Figure 2.

Effects of eds5 and npr1 on the Growth of P. s. maculicola ES4326 in the cpr Mutants.

(A) Growth of P. s. maculicola ES4326 on the cpr eds5 double mutants compared with that on the cpr mutants.

(B) Growth of P. s. maculicola ES4326 on the cpr npr1 double mutants compared with that on the cpr mutants.

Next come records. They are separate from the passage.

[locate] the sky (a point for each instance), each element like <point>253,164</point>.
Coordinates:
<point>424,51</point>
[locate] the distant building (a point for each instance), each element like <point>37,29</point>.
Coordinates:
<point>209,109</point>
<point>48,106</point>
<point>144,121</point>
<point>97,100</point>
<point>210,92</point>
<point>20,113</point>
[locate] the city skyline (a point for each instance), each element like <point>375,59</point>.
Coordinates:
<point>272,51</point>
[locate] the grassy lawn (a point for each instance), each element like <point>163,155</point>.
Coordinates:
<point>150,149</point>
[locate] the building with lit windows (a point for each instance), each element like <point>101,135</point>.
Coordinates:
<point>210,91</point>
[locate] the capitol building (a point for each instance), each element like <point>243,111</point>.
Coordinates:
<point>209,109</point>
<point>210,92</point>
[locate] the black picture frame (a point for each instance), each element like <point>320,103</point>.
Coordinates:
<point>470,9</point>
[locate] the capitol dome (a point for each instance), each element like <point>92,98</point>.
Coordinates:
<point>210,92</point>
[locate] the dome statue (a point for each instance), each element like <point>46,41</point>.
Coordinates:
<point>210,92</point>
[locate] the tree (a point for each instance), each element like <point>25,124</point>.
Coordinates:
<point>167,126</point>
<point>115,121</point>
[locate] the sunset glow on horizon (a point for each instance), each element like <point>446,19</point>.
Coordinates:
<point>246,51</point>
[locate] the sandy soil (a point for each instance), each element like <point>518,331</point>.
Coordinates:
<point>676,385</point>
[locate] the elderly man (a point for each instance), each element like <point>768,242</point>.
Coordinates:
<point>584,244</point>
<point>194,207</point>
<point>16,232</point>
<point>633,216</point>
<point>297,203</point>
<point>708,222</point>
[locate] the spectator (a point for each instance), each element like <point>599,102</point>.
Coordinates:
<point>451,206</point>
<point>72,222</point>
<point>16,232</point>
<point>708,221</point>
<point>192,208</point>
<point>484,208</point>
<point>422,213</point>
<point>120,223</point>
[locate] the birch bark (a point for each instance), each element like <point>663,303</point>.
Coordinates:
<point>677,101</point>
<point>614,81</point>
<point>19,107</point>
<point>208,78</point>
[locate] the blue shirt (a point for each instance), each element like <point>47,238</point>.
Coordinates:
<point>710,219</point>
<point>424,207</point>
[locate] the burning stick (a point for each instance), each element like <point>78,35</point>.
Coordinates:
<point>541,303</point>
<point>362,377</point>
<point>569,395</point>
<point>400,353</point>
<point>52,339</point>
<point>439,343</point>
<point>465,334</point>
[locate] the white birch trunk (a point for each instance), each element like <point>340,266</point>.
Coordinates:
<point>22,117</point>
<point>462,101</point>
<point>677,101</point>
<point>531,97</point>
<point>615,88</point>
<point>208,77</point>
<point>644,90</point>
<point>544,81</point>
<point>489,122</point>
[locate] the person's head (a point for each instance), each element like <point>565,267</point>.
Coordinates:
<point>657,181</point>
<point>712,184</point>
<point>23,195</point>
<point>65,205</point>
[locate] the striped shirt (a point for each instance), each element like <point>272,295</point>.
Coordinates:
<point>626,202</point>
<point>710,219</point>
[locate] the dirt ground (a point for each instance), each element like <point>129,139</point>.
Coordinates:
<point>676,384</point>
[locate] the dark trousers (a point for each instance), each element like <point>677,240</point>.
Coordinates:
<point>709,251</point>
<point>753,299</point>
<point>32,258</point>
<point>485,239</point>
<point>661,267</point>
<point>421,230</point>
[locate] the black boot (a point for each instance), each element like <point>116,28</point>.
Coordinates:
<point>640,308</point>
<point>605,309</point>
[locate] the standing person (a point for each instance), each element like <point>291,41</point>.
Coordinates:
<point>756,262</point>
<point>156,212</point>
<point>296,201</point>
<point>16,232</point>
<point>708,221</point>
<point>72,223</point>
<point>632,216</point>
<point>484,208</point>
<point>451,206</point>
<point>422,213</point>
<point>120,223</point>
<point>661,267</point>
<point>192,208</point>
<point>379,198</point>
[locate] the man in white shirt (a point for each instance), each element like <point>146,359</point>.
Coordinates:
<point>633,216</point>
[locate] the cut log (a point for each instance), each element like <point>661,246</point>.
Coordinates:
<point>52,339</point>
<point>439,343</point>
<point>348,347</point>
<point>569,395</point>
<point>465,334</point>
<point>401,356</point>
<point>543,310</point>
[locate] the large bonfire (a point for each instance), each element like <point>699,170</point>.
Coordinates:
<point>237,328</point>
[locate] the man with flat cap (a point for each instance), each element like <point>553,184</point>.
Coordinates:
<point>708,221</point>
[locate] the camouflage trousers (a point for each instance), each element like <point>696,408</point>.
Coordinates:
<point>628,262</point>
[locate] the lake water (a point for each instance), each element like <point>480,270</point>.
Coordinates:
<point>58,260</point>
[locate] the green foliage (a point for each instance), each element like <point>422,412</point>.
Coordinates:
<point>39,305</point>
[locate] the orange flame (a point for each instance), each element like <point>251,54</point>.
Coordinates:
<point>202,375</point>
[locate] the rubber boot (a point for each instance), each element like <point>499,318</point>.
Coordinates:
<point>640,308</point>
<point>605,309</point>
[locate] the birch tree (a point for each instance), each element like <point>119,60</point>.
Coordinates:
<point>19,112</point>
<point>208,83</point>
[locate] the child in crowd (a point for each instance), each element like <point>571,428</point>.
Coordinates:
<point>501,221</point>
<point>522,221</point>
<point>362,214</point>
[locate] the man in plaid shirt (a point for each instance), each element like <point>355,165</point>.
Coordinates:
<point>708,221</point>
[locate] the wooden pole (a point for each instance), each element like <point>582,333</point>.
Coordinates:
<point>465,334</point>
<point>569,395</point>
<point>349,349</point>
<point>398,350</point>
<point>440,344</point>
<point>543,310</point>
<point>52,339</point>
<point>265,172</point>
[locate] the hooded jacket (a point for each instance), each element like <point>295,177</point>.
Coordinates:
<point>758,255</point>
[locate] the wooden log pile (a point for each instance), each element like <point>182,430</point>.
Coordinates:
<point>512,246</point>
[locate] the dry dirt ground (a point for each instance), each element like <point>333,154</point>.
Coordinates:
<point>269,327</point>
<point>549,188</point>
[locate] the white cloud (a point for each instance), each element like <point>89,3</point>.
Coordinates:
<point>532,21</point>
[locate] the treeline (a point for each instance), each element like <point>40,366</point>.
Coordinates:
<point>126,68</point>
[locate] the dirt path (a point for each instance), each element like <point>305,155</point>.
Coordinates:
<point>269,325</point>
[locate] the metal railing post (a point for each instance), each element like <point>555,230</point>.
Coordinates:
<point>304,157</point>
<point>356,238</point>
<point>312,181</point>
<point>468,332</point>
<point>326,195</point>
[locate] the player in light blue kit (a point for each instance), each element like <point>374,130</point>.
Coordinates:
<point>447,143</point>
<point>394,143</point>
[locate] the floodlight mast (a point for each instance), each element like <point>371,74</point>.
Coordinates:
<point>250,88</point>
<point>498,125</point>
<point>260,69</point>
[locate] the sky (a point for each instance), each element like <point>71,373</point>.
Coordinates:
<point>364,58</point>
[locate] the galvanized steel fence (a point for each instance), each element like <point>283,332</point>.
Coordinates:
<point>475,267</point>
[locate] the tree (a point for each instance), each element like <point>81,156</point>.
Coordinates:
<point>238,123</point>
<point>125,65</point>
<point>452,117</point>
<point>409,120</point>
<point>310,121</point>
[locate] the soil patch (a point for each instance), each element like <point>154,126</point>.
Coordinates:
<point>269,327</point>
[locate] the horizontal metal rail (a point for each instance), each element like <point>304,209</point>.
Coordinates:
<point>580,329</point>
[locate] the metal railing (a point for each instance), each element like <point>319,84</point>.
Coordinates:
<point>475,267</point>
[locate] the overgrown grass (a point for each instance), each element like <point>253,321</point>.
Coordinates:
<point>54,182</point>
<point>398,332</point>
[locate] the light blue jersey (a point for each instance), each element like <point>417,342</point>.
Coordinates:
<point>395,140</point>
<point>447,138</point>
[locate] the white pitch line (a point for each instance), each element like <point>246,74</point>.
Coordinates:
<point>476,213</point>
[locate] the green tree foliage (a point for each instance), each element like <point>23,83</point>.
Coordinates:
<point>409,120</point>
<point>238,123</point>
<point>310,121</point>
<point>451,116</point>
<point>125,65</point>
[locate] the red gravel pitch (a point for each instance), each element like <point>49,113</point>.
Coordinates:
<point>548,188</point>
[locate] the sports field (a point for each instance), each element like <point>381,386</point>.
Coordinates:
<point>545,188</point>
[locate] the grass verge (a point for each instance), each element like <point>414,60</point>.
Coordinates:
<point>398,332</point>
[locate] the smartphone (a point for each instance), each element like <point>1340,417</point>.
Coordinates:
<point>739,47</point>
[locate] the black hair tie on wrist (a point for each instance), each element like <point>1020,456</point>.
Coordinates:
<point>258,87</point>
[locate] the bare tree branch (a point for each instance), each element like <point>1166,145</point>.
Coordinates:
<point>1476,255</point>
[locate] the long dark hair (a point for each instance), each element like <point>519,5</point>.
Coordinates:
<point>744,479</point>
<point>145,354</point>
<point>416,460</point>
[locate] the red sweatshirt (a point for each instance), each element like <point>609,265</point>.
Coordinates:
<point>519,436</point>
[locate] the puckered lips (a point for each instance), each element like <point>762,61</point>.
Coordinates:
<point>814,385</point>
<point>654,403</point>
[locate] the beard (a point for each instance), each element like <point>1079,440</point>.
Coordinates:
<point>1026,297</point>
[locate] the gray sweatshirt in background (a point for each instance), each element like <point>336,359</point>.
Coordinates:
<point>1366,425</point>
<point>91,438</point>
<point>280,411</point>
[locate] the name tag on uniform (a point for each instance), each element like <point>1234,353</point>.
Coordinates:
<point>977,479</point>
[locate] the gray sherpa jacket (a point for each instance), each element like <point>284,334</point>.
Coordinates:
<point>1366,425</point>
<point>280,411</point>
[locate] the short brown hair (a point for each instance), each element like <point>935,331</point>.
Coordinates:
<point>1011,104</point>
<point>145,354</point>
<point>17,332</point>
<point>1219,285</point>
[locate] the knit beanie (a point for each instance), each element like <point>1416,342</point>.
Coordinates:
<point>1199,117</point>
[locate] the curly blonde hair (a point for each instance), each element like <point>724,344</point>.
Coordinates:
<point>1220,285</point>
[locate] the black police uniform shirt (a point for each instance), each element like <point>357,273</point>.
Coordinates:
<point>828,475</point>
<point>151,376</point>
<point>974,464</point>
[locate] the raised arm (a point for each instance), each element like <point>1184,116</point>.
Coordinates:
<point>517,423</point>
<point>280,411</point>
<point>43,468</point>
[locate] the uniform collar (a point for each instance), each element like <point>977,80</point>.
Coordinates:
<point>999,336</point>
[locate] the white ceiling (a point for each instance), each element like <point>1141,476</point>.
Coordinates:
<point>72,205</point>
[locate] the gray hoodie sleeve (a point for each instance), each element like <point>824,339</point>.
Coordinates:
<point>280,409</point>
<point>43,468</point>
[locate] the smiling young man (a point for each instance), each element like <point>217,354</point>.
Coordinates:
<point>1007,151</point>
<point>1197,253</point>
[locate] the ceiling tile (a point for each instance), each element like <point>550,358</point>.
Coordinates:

Plants were infected by infiltrating a suspension of P. s. maculicola ES4326 in 10 mM MgCl₂, corresponding to an OD₆₀₀ of 0.0001. Leaf discs were collected immediately after infection (day 0) and 3 days later. Four samples from each genotype were collected on day 0; six samples from each genotype were collected on day 3. The cpr1 npr1 double mutant was not tested because of its prohibitively small size. The results obtained in this experiment are different from those reported previously (Bowling et al., 1997; Clarke et al., 1998) because we used 10-fold less bacterial inoculum in the experiments reported here. Although this low bacterial inoculum produced consistent results in distinguishing the resistant mutants from the susceptible ones, the growth of the pathogen varied significantly in wild-type plants. Error bars represent 95% confidence limits of log-transformed data (Sokal and Rohlf, 1981). Growth analysis of P. s. maculicola ES4326 in the cpr eds5 mutants was performed at both Duke and Massachusetts General Hospital with similar results. cfu, colony-forming unit; c1e5, cpr1 eds5; c5e5, cpr5 eds5; c5n1, cpr5 npr1; c6e5, cpr6 eds5; c6n1, cpr6 npr1; WT, wild-type BGL2-GUS transgenic line.